Decreased inward rectifier and voltage-gated K(+) currents of the right septal coronary artery smooth muscle cells in pulmonary arterial hypertensive rats

In vascular smooth muscle, K(+) channels, such as voltage-gated K(+) channels (Kv), inward-rectifier K(+) channels (Kir), and big-conductance Ca(2+)-activated K(+) channels (BK(Ca)), establish a hyperpolarized membrane potential and counterbalance the depolarizing vasoactive stimuli. Additionally, Kir mediates endothelium-dependent hyperpolarization and the active hyperemia response in various vessels, including the coronary artery. Pulmonary arterial hypertension (PAH) induces right ventricular hypertrophy (RVH), thereby elevating the risk of ischemia and right heart failure.

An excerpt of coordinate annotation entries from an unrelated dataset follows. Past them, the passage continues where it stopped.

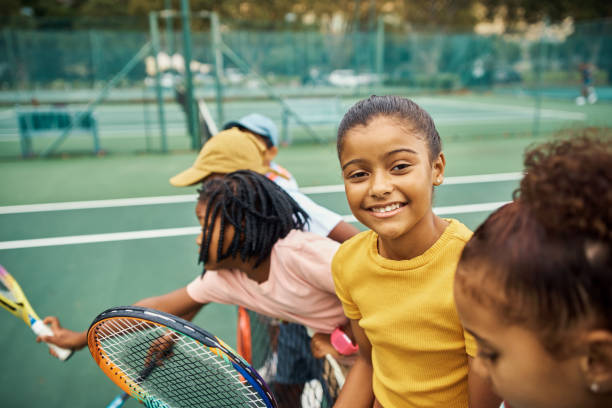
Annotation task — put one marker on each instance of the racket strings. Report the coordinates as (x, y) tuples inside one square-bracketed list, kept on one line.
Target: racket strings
[(189, 375)]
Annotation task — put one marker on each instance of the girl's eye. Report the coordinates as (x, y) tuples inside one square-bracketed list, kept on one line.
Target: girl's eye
[(490, 356), (357, 175), (401, 166)]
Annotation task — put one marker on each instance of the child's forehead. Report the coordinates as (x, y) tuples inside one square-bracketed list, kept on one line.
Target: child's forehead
[(381, 126)]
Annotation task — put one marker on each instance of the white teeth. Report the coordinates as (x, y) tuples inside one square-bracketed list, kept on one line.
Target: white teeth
[(387, 208)]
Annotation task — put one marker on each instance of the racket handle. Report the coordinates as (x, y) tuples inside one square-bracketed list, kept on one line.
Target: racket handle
[(42, 329), (336, 368), (118, 401)]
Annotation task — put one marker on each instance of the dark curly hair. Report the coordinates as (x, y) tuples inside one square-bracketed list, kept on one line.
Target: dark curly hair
[(544, 261), (260, 212), (407, 113)]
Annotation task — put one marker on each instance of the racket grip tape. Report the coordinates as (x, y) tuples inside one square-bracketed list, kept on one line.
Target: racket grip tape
[(42, 329)]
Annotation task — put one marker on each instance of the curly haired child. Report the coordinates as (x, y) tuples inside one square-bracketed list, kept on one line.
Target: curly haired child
[(534, 284)]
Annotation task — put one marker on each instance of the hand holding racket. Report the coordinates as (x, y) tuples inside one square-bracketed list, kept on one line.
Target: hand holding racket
[(196, 370), (14, 300)]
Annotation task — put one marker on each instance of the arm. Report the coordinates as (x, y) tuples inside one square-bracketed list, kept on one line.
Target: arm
[(178, 303), (357, 390), (342, 231), (480, 393)]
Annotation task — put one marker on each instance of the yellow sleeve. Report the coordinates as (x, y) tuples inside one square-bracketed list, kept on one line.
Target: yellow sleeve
[(350, 308)]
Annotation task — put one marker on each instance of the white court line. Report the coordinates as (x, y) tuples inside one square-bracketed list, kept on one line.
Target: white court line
[(174, 232), (80, 205), (185, 198), (86, 239)]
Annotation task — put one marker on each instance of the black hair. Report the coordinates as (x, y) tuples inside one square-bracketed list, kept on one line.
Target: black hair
[(267, 139), (408, 114), (260, 211), (544, 261)]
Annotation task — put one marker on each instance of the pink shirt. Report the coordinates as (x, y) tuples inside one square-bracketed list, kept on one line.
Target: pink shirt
[(299, 288)]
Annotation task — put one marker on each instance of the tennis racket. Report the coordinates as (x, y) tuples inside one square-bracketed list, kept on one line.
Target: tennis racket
[(243, 335), (14, 300), (164, 362)]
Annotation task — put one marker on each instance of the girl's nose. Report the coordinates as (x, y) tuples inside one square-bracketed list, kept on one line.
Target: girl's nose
[(381, 185)]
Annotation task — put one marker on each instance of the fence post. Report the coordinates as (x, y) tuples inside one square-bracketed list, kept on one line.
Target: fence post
[(196, 143), (380, 49), (216, 46), (158, 88)]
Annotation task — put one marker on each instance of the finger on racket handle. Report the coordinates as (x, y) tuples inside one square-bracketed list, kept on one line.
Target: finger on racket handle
[(336, 369), (119, 400), (14, 300), (42, 329)]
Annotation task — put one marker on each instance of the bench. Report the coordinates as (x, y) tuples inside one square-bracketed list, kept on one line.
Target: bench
[(34, 122)]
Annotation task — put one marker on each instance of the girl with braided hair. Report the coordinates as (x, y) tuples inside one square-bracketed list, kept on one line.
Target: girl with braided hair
[(256, 254), (534, 283)]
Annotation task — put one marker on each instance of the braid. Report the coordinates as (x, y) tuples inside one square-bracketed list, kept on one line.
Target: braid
[(260, 212)]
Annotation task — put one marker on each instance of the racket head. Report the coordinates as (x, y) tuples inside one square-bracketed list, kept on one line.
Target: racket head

Here, using the whole-cell patch-clamp technique, we compared Kv and Kir current densities (I(Kv) and I(Kir)) in the left (LCSMCs), right (RCSMCs), and septal branches of coronary smooth muscle cells (SCSMCs) from control and monocrotaline (MCT)-induced PAH rats exhibiting RVH. In control rats, (1) I(Kv) was larger in RCSMCs than that in SCSMCs and LCSMCs, (2) I(Kv) inactivation occurred at more negative voltages in SCSMCs than those in RCSMCs and LCSMCs, (3) I(Kir) was smaller in SCSMCs than that in RCSMCs and LCSMCs, and (4) I(BKCa) did not differ between branches. Moreover, in PAH rats, I(Kir) and I(Kv) decreased in SCSMCs, but not in RCSMCs or LCSMCs, and I(BKCa) did not change in any of the branches. These results demonstrated that SCSMC-specific decreases in I(Kv) and I(Kir) occur in an MCT-induced PAH model, thereby offering insights into the potential pathophysiological implications of coronary blood flow regulation in right heart disease. Furthermore, the relatively smaller I(Kir) in SCSMCs suggested a less effective vasodilatory response in the septal region to the moderate increase in extracellular K(+) concentration under increased activity of the myocardium.